第2章 revenge2
一虎さんは、マイキーさんのお兄さんを殺したことを受け入れられずに、全てマイキーさんのせいにしてしまった。
それがいけなかったんだ。
正常な判断が出来ない状態になってしまった。
そしてそれが今もまだ、彼の中に残ってる。
「一虎がオレを庇ってくれたから、オレは年少に入らずに済んだ。オレは一虎が出所するのを待ってたんだ。」
「・・・狂ってる。」
「あ?」
「ちゃんと反省してたら、マイキーさんは許してくれたかもしれないのにっ!!私だって、それなら許せたかもしれない。でも、そんな考えの貴方を・・・私の大切な人を奪った貴方を、私は絶対に、一生許さないっ・・・!!」
涙を流して、声の限り叫んだ。
何がマイキーさんのせいなの。
場地さんもそう思ってるの?
キッと場地さんを睨んだ。
「貴方はマイキーさんに、一虎さんを許して欲しいだけじゃないの?またみんなで仲良くしたいんじゃないの?貴方を慕う千冬はすごく優しいです。
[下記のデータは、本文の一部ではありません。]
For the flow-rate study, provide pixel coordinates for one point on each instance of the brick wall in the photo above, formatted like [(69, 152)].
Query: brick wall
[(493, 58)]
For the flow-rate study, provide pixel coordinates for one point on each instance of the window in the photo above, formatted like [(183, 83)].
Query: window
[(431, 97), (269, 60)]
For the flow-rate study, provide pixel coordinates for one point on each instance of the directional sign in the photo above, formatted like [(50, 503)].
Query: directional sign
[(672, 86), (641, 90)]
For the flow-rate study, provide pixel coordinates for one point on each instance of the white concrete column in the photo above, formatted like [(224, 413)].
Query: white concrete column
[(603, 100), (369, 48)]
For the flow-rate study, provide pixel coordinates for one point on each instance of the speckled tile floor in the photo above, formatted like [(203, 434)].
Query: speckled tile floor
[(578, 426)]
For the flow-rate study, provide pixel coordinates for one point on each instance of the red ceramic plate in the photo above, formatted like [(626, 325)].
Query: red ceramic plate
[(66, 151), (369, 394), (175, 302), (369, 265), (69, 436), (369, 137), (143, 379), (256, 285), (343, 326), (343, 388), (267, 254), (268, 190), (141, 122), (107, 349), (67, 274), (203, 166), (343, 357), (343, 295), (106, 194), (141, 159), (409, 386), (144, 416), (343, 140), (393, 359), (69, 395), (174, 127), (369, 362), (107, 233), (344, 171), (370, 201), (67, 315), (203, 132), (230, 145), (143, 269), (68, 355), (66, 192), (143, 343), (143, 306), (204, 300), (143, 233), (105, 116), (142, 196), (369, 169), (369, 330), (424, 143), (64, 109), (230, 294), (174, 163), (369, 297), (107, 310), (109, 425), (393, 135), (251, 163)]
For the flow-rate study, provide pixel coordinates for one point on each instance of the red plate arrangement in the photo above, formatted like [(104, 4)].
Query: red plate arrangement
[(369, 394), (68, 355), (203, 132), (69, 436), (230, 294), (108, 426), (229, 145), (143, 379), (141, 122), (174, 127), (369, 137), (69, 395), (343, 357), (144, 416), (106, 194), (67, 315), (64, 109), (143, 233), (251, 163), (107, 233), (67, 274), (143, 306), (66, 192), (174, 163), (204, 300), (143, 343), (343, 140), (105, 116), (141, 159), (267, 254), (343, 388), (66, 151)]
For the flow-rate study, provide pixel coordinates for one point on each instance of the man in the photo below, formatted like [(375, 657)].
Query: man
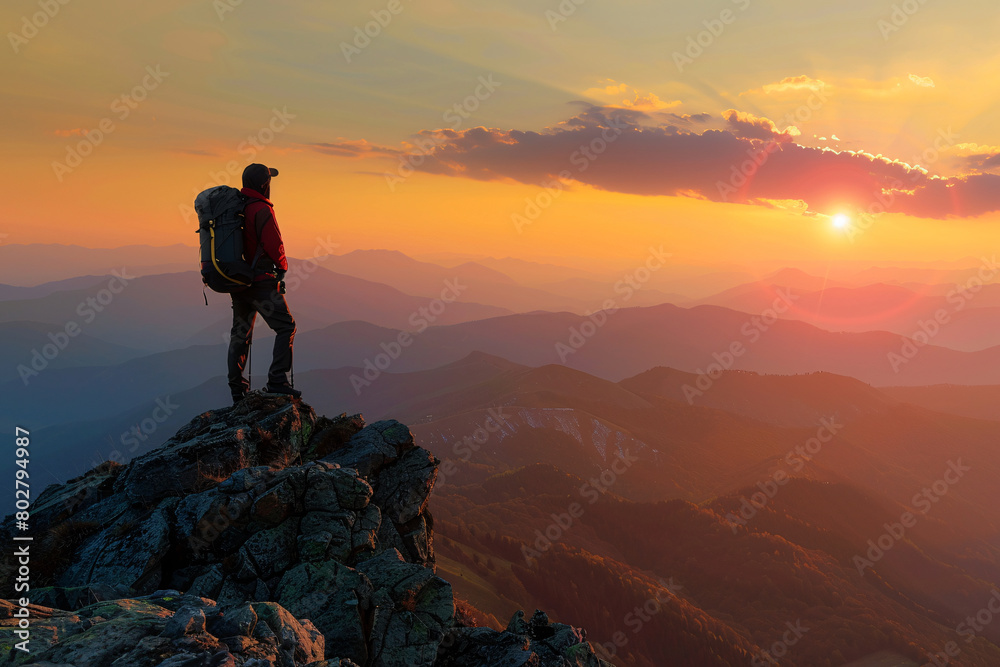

それは貴方に似たから・・・。」
涙を流しながら、彼に微笑んだ。
「バカ言うなよ、オレはマイキーを恨んでる。そいつが優しいのは、元々なんじゃねぇの?」
違う・・・千冬は貴方が好きだから、貴方のようになろうとしてるの。
前はこんなに優しくなんてなかったもの。
未だに目を覚まさない千冬を抱き締めて泣いた。
場地さんに芭流覇羅の特攻服が渡され、彼は芭流覇羅になってしまった。
千冬、早く目を覚まして・・・貴方の知ってる場地さんを、教えて・・・。
私はゆっくりと起き上がり、千冬の腕を肩に回して担ぎ、よろけながら、芭流覇羅のアジトを後にした。
千冬の体重を支えきれずに、何度も転びながら、ゆっくりと僅かにだが、進んでいく。
街行く人々が、傷だらけでよろよろと歩く私たちを見て、ヒソヒソと話すのを無視して、千冬の家を目指す。
千冬の家に着き、インターホンを押した。
中からおばさんが出てくる。
「星那ちゃん!?・・・千冬!?」
おばさんに手伝ってもらい、千冬をリビングに連れていく。
「何があったの?」
私の傷を見て、口から垂れた血を拭く。
「千冬を先に・・・お願い・・・私、会いたい人がいるから、迎えに来てもらう・・・。」
千冬を託し、私は携帯を開いた。